Loaders and engines

How to add custom loaders and template engines to Lume.

Loaders are functions that read and return the content of files. There are different loaders for different formats, like json, yaml, JavaScript modules or plain text.

Creating a loader

Creating a custom loader is really easy: you only have to create a function that reads the content of a file and returns a data object.

Let's say you want to add support for the toml format, using the toml Deno std module:

import { parse } from "https://deno.land/std/encoding/toml.ts";

async function tomlLoader(path) {
  const content = await Deno.readTextFile(path);
  return parse(content);
}

Register a data loader

If you want to use the TOML loader to load data files, use the site.loadData() method in the _config.ts file:

site.loadData([".toml"], tomlLoader);

Now you can use the TOML format to save data files (_data.toml or _data/*.toml).

Register a page loader

To generate pages using TOML format, use the loadPages function:

site.loadPages([".toml"], tomlLoader);

Now, any *.toml file in your site will be loaded and used to render a page. For example, the file /about-us.toml would be loaded and saved as /about-us/index.html. You can also pass a (custom) template engine that will be used for rendering it.

As loadPages() is intended to generate .html pages, the given extension (here .toml) is removed and replaced by .html (or /index.html for pretty urls).

You may want to load TOML files, process them and export as .toml files, not .html files. To do that, you can use loadAssets():

site.loadAssets([".toml"], tomlLoader);

Now, the *.toml files are loaded and saved as toml. The function loadAssets is useful to load assets files, like css, js, svg, that you want to transform (bundle, minify...) and save them while keeping the same extension, instead of renaming them to html.

Note: you can't use the same extension to generate pages and assets, so a way to have support for both is adding a sub-extension (like .page) for pages. Example:

// Use "*.page.toml" to load pages.
site.loadPages([".toml"], {
  loader: tomlLoader,
  pageSubExtension: ".page",
});

// Use "*.toml" to load assets
site.loadAssets([".toml"], tomlLoader);

This is the same strategy used for JavaScript/TypeScript modules (*.page.js for pages and *.js for JavaScript assets).

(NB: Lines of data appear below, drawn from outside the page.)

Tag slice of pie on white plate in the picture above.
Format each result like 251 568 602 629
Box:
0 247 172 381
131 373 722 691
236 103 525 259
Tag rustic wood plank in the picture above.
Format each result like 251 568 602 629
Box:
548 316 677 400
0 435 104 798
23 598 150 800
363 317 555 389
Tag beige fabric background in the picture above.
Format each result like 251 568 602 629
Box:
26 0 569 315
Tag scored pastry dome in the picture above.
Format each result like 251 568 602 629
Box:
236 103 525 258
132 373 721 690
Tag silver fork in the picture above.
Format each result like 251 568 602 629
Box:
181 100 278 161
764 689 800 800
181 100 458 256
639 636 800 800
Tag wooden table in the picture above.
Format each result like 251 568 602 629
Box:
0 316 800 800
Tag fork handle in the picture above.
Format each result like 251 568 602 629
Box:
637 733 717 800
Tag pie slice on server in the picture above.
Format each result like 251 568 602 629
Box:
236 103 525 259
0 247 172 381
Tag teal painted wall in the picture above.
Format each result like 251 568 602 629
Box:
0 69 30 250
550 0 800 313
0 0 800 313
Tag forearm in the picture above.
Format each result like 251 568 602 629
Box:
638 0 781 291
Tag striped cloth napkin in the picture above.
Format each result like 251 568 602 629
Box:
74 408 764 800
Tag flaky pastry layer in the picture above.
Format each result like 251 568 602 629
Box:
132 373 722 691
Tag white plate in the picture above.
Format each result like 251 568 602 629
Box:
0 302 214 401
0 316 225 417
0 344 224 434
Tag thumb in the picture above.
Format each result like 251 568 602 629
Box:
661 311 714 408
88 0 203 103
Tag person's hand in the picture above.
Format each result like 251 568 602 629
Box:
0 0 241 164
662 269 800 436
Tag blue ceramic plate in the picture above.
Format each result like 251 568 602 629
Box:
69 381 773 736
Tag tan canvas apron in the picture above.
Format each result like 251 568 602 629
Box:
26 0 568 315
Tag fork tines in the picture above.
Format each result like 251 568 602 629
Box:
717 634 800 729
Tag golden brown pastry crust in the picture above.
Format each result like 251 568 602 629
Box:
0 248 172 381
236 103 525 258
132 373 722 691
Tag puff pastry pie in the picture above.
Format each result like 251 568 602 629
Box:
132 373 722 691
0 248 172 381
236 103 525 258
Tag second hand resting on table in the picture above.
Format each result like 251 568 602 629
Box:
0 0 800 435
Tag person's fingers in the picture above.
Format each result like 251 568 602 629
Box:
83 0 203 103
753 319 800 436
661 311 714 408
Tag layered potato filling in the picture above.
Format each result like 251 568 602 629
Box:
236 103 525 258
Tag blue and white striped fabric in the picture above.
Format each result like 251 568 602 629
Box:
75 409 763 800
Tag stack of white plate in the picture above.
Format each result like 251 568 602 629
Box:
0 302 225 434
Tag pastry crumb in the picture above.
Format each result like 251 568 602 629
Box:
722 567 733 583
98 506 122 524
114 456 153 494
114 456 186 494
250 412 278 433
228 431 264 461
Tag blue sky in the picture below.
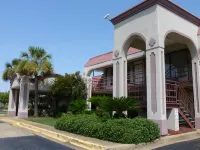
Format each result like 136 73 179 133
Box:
0 0 200 91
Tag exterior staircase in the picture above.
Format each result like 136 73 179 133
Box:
166 80 195 128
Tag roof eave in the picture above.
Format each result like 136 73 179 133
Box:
111 0 200 26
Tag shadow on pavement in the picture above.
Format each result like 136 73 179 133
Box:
0 136 72 150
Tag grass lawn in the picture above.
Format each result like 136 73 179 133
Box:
28 118 58 126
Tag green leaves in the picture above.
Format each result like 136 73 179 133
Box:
17 46 53 76
69 100 87 114
49 72 87 100
89 96 139 117
55 114 160 144
2 59 21 81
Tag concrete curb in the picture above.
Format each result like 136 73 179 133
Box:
0 118 200 150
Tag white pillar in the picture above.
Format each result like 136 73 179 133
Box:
18 76 30 118
195 31 200 129
8 88 17 117
85 77 92 110
146 47 168 135
167 108 179 131
192 59 200 129
113 57 127 97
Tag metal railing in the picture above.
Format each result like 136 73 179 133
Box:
165 65 192 83
92 76 113 92
166 80 195 119
127 71 147 105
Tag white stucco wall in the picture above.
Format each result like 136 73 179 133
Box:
157 5 198 57
114 5 158 51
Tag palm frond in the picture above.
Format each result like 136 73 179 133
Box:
29 46 46 60
12 59 21 66
2 68 15 81
42 54 52 61
24 61 39 75
5 62 12 68
21 52 29 59
15 60 28 75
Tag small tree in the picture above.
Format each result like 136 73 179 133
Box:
2 59 21 81
17 47 53 117
99 97 139 118
49 72 87 110
69 100 87 114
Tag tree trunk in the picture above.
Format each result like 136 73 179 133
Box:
34 76 38 117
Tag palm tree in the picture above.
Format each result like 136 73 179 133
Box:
2 59 21 81
16 47 53 117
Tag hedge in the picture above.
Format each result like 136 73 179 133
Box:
55 114 160 144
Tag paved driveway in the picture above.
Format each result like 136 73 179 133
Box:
155 139 200 150
0 121 82 150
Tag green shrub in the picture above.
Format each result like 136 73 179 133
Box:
89 96 112 107
55 114 160 144
69 100 87 114
99 97 139 118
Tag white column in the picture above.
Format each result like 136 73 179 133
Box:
8 88 17 117
167 108 179 131
85 77 92 110
146 47 168 135
18 76 30 118
192 59 200 129
113 57 127 97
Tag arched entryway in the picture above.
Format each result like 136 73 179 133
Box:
165 31 198 130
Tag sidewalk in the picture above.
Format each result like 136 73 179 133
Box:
0 117 200 150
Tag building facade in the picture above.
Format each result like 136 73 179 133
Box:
83 0 200 135
8 74 57 118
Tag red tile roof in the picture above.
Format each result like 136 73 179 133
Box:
85 48 141 67
111 0 200 26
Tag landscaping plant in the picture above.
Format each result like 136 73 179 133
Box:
16 47 53 117
69 100 87 114
55 114 160 144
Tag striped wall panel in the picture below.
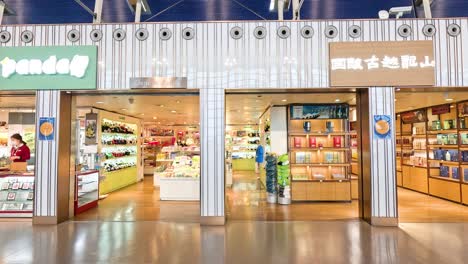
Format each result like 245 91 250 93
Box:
369 87 398 218
200 88 225 217
0 18 468 89
34 91 60 216
0 18 468 220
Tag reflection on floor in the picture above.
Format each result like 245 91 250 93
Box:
398 188 468 223
74 177 200 223
226 171 359 221
226 171 468 223
0 221 468 264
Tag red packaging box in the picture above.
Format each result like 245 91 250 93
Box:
309 137 317 148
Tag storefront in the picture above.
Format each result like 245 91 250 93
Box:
0 93 36 218
0 19 468 226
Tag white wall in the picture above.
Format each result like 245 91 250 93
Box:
271 106 288 155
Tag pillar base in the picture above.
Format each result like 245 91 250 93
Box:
370 217 398 227
33 216 58 225
200 216 226 226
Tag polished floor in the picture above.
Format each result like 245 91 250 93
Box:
226 171 468 223
0 221 468 264
74 177 200 223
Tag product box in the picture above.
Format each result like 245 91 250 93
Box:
309 137 317 148
440 166 449 178
448 150 458 161
333 137 341 148
452 167 460 180
294 137 302 148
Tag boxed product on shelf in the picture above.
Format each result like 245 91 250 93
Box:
440 166 449 178
452 167 460 180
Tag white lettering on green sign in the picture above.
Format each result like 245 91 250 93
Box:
0 55 89 79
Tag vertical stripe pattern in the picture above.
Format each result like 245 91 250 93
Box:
34 91 60 216
0 18 468 219
369 87 397 217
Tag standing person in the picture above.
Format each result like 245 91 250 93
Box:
255 140 265 174
10 134 31 162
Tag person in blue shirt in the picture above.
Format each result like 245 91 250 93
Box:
255 140 265 174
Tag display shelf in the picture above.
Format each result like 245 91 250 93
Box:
290 147 350 152
288 104 356 201
0 172 34 218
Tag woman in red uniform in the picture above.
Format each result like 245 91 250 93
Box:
10 134 31 162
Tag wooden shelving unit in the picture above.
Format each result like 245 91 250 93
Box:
288 104 351 201
396 102 468 204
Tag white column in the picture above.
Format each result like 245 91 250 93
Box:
358 87 398 226
135 0 141 23
200 88 225 225
93 0 104 24
33 91 71 224
0 2 5 25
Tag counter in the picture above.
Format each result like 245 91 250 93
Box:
159 177 200 201
75 170 99 215
0 171 34 218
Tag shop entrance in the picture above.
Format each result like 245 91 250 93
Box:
395 88 468 222
225 91 359 221
0 93 36 219
71 93 200 222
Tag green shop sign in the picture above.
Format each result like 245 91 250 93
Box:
0 46 97 90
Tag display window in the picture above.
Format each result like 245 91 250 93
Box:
0 95 36 218
225 92 359 221
74 94 201 222
395 89 468 222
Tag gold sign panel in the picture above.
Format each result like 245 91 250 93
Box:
329 41 435 87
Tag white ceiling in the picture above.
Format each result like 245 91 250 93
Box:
76 95 200 125
0 90 468 125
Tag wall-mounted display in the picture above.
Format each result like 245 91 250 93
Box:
289 104 349 120
288 104 351 201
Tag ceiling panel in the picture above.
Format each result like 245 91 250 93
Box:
4 0 468 24
76 95 200 125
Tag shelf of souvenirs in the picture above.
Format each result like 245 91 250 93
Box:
103 157 136 172
290 162 351 167
427 129 458 135
290 147 351 152
291 173 351 182
161 146 200 154
288 131 352 136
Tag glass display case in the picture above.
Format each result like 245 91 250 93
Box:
0 172 34 217
288 104 357 201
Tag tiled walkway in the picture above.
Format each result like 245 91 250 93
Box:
0 221 468 264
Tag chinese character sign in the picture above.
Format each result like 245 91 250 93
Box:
329 41 436 87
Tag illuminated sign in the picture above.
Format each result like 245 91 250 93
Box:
329 41 436 87
331 55 435 71
0 46 97 90
0 55 89 78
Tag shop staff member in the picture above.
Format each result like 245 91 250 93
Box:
255 140 265 174
10 134 31 162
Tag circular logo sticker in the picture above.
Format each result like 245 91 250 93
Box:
39 122 54 137
374 115 391 138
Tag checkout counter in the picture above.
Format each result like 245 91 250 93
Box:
0 165 34 218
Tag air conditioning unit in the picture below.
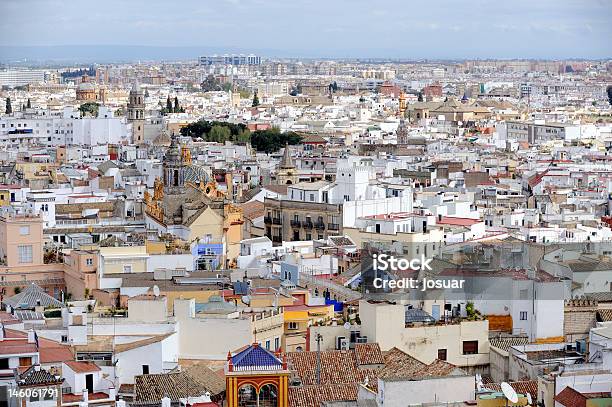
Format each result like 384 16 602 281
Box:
336 336 348 350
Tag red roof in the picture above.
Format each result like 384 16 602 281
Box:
436 216 482 226
38 337 74 363
62 391 109 403
0 311 21 325
555 386 586 407
64 361 100 373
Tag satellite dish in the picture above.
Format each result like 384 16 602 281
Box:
501 382 518 403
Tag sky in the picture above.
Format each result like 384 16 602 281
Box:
0 0 612 59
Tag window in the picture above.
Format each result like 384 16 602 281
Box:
19 357 32 367
17 245 32 263
463 341 478 355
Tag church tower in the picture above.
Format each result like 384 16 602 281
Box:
162 135 187 194
225 343 291 407
127 83 145 144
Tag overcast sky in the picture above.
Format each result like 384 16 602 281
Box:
0 0 612 58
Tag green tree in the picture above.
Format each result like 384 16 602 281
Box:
251 128 302 154
252 90 259 107
206 126 232 143
181 120 251 143
200 74 223 92
79 102 100 117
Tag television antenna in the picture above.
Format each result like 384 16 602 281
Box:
501 382 518 406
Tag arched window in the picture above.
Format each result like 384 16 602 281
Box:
238 384 257 407
258 384 278 407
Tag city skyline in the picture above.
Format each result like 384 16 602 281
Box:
0 0 612 61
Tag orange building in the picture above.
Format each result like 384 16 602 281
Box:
0 212 65 299
225 343 290 407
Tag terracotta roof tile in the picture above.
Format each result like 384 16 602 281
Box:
485 380 538 400
289 384 359 407
355 343 385 365
555 386 587 407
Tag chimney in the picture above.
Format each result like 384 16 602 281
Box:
28 329 36 343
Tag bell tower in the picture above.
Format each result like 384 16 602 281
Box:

The textLoader is used by default if you don't pass any loader. For example: site.loadPages([".html"]) or site.loadAssets([".css", ".js"]).

Template engines

Lume supports several template engines to render your pages, like Nunjucks, Pug or Eta. It's easy to extend this support for more template engines: you only need to create a class implementing the Lume.Engine interface. Let's see an example using handlebars:

import HandlebarsJS from "https://dev.jspm.io/handlebars@4.7.6";

export default class HandlebarsEngine implements Lume.Engine {
  /** Render the content */
  render(content, data) {
    return this.renderComponent(content, data, filename);
  }

  /** Render for components */
  renderComponent(content: string, data) {
    const template = HandlebarsJS.compile(content);
    return template(data);
  }

  /** Register helpers */
  addHelper() {}

  /** Delete cache */
  deleteCache() {}
}

To use this template engine, pass it as the third argument of the loadPages function:

import textLoader from "lume/loaders/text.ts";
import HandlebarsEngine from "./handlebars-engine.ts";

site.loadPages([".hbs"], {
  loader: textLoader,
  engine: new HandlebarsEngine(site),
});

Now, all files with the .hbs extension will be loaded using the textLoader and rendered using the Handlebars engine.

This is a very basic implementation only as an example. You can see the code of the available template engines in Lume for real examples.